As I noted to the Firm's head of security (whom I called in Hong Kong
on Sunday), it makes me nervous when a group of entrenched protestors
unfurl a banner that reads "Final Battle."
Em was a little nervous, too, and she had rather wisely suggested
that we lay low out in the countryside for a few days and let things
sort themselves out. We were reading about sporadic gunfights in the
streets, grenade attacks between protestor camps, and a plan to bus
100,000 red shirts (the other team) in from the rural parts. I was
impressed with Em's reading of the situation, but for complicated
reasons, we decided to head back into Bangkok anyway. Uncle Craig
assured us it would not devolve into a civil war: "The Thais are famous
for this sort of thing, pushing things right to the brink and
then stepping back." Probably true, I thought. But then again, Beirut
and Baghdad were once peaceful places, too.
Jim's Lodge welcomed us with citrus juice to wash the dust from the
road, and in the morning I headed into the McKinsey office (just a block away)
to begin two days working the phone and the web to secure alternate escape
We kept a wary eye on the news and the streets, but everything seemed
pretty normal and calm in our part of Bangkok, a few miles from the
protestor camps and the airport.
No sooner had I nailed down and paid for the final step of our plan (flight
to Hong Kong for Ellie and me) then the news reported that the seige might be
ending. Thailand's top court had ruled against the current government, forcing
it to dissolve its party and the current government -- and that was enough for
the PAD to declare victory. The protestors agreed to leave the airport, but officials said it would be as much
as a week before they could re-open the trashed airport. And even then, the backlog
of 300,000 stranded tourists would mean waiting weeks to get a flight out of Bangkok.

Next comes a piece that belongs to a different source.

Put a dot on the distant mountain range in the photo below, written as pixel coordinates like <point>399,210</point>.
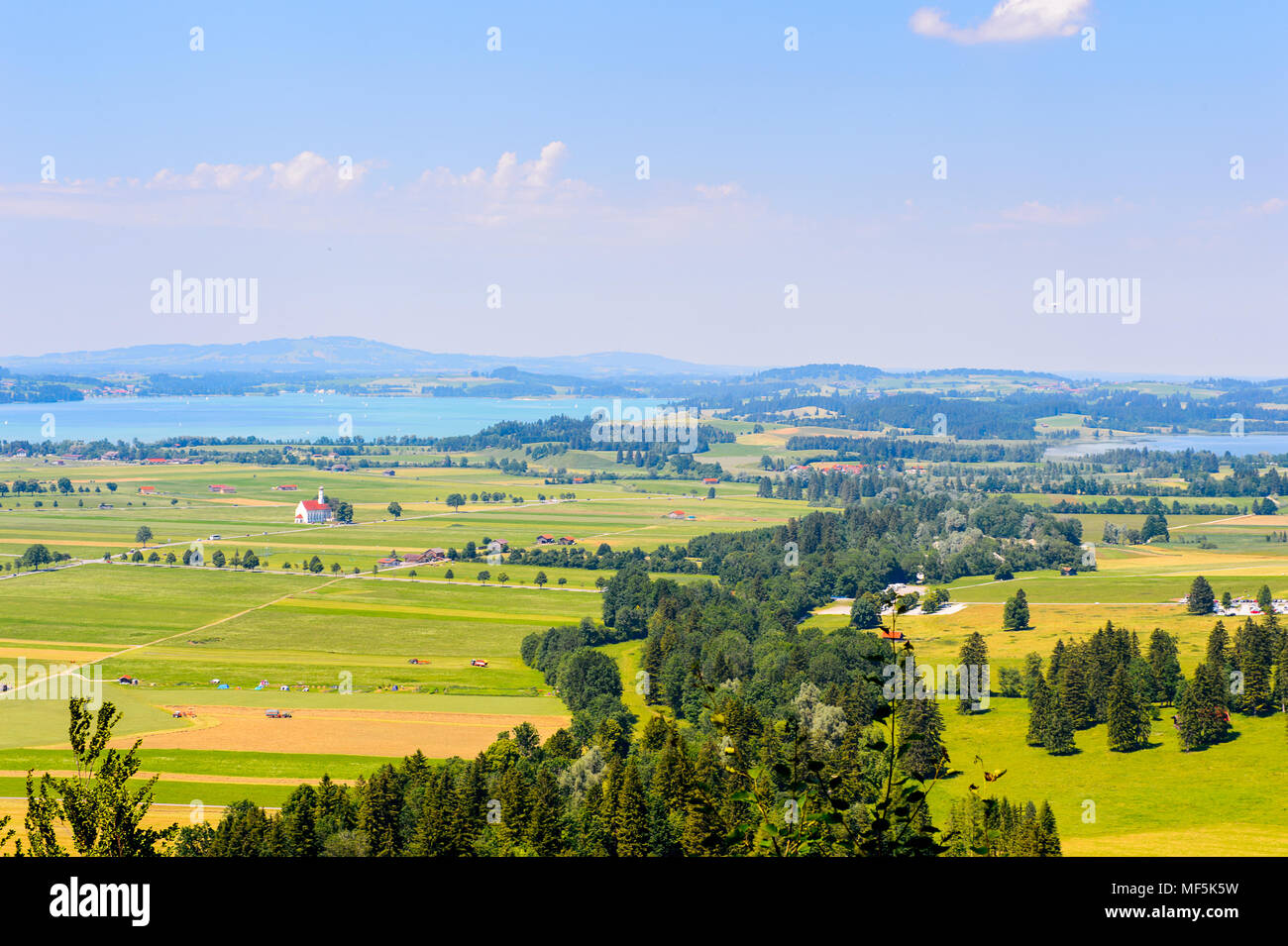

We decided to stick with our new plan: a 12-hour drive south to Phuket, and a few days there
before catching a flight to Kuala Lumpur. From there, a driver would take us south through
Malaysia into Singapore, where we could stay overnight with my friend Roger and his family.
The following morning, Jen and Em would be able to fly on to Tokyo and then home. Ellie and
I would have to go to Hong Kong to catch our flight to Tokyo and home the following day.
We charged our iPods, packed our bags, and headed south on Wednesday morning.